Harry put her arms around him. “I know you did your best. I’m so sorry, honey.”
“The poor girl was down in the pasture. She’d lost so much blood, she couldn’t stand up, so I ran out, cleaned the wound, and she died while I was stitching her up. If she’d lived, I think we could have rolled her onto a canvas and dragged her into the barn, gotten her in a stall. I was prepared to give her massive transfusions and drip antibiotics into her. Whatever it took.”
“Big Mim would have sat up with you.” Harry warmed at the thought of the svelte septuagenarian sitting in the aisle, wrapped in a blanket.
“She would; Paul would, too. I think even Jim”—he named Big Mim’s husband, who was not a horse person—“would have taken a turn.”
“Me, too.” She kissed him. “You are such a good veterinarian. Such a good man. I love that you care.”
He kissed her hand. “Most of us do. A person should only go into medicine, veterinary or human, if they really care.”
“Well, that’s a subject for a long discussion, and my money is on the vets.” She kissed his cheek again.
“Let me get out of these clothes, shower. I’ll throw them in the washer.”
“Fair, how did it happen?”
“No idea. Honestly, honey, if I knew how half my patients did the stuff they did to themselves, I would be a genius. Horses are pretty careful animals but they can do the dumbest things sometimes, and she was young.” He smiled. “That doesn’t help.”
“Doesn’t for us either.” Harry stopped. “Except now that I am officially middle-aged, I pray the young will be a little wild, take some crazy chances, think the unthinkable.”
He stood up. “You still do. Every now and then, I really have no idea what’s going on upstairs.” He tapped his head with his forefinger.
“He’s right,”
Pewter, in her kitchen bed, remarked to Mrs. Murphy, who sprawled in Tucker’s bed as the dog followed Fair out of the room.
“Poor Fair.”
Mrs. Murphy ignored Pewt’s comment about Harry—not because it would start an argument, but because she knew it was true.

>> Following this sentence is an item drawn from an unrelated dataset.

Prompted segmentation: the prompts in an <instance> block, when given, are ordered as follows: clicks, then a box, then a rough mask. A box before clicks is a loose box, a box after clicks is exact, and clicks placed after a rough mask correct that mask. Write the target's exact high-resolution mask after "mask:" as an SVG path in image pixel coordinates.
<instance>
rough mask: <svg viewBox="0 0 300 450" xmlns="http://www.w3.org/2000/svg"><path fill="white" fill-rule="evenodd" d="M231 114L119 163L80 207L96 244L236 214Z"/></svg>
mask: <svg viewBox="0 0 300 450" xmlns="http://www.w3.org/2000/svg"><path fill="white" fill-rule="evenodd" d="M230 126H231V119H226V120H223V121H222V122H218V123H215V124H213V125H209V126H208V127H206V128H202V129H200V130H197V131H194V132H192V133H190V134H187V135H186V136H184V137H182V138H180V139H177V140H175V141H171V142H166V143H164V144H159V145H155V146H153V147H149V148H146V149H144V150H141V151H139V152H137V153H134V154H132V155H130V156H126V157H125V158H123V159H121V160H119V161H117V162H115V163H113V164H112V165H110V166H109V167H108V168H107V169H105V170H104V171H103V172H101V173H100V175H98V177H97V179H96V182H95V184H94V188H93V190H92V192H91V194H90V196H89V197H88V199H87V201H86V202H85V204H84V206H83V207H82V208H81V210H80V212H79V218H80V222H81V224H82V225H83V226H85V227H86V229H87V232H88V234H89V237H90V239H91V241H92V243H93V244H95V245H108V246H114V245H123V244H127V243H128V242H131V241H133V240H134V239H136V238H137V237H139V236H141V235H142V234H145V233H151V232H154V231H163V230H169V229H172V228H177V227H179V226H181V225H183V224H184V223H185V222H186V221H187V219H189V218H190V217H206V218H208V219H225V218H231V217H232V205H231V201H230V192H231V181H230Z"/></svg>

“Tucker will cheer him up,”
said Pewter.
“We could, too,”
said the tiger cat.
“We could take our catnip mouse in the bedroom and throw it around. Fair always laughs when we do that.”
Pewter was firm.
“I’m not getting out of this bed unless food is involved.”
“Right.”
Mrs. Murphy smiled at her friend.
Harry slid the two small Cornish hens into the oven. She’d made a salad earlier. Neither she nor Fair ate heavy rich foods and
this would be a good supper for them. Also, Harry lacked the time to prepare complicated meals.
The wall phone rang.
She wiped her hands on a dish towel and picked it up. “Haristeen.”
“Cooper.”
“Hey, if you haven’t eaten supper, come on back. I’ll have plenty.”
“Date tonight.”
“You stopped by here and you didn’t tell me that? I am wounded, deeply wounded,” Harry teased.
“Forgot. It’s a first date. We’ll see. I’m just glad I have a night off. I’ve worked the last three weekends.”
“The county really needs to hire more people, don’t they?”
“No money. I called to tell you, since you and Fair found him: We have an ID on the scarecrow.”
“That was fast.”
“The ring really helped, and we have super people sitting behind those computers and making calls. I don’t think people in the county have any idea how good their sheriff’s department really is.”
“It’s kind of like making a will. No one thinks about it until they have to, I guess. So?”